In eyewear terms, a frame that fits your face well and serves its purpose with minimal excess material is inherently more beautiful, by Rams’s standard, than a frame encrusted with detail that serves no functional purpose. This is a challenging position for an industry built on decorative differentiation.

Good design is unobtrusive

This is where Rams’s principles conflict most directly with the eyewear market. Frames are marketed as statement pieces, conversation starters, personality projectors. Rams would argue that a product designed to demand attention has confused its role. The product should serve the user, not the other way around.

Applied to eyewear, unobtrusiveness does not mean invisibility. It means the frame should integrate with the wearer’s face rather than competing with it. The best frames are the ones that make people say “you look good” rather than “I like your glasses.” The distinction is subtle but Rams would consider it fundamental.

Good design is long-lasting

Trends are the enemy of longevity. A frame designed to capture a specific moment in fashion is designed to become obsolete when that moment passes. Rams would advocate for frames that avoid temporal markers, shapes and details that place them firmly in a particular year.

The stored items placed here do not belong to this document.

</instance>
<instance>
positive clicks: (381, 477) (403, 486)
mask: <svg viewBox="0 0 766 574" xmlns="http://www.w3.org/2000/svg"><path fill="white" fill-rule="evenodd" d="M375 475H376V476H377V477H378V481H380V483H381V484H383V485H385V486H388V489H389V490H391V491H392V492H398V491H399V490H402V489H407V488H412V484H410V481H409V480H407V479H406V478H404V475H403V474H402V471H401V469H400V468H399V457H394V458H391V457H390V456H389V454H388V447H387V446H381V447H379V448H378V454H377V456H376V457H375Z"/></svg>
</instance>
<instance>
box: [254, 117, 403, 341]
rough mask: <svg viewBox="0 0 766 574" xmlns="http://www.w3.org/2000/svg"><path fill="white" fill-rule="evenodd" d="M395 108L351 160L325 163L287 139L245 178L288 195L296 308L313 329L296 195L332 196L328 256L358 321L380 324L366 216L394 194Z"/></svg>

This is why certain frames endure for decades while others feel dated within two seasons. The enduring frames have been designed with restraint, avoiding the decorative choices that feel current now but will feel specific later. Longevity in eyewear, as in all design, requires the discipline to leave things out.

The remaining principles

Rams’s principles of thoroughness, environmental friendliness, honesty, and minimal design all apply to eyewear with similar directness. Thoroughness means attention to every detail of the frame, including the parts the wearer never sees. Environmental consideration means material choices that account for the full lifecycle of the product. Honesty means the frame does not pretend to be something it is not through faux materials or misleading construction. Minimal design means every element serves a purpose.

What Rams would wear

If forced to speculate, the answer is almost certainly a thin metal frame with no decorative elements, excellent materials, and a fit calibrated precisely to his face. Something that disappeared into his appearance and let his work be the most interesting thing about him.

This is the standard. Few frames meet it. The ones that do are worth finding.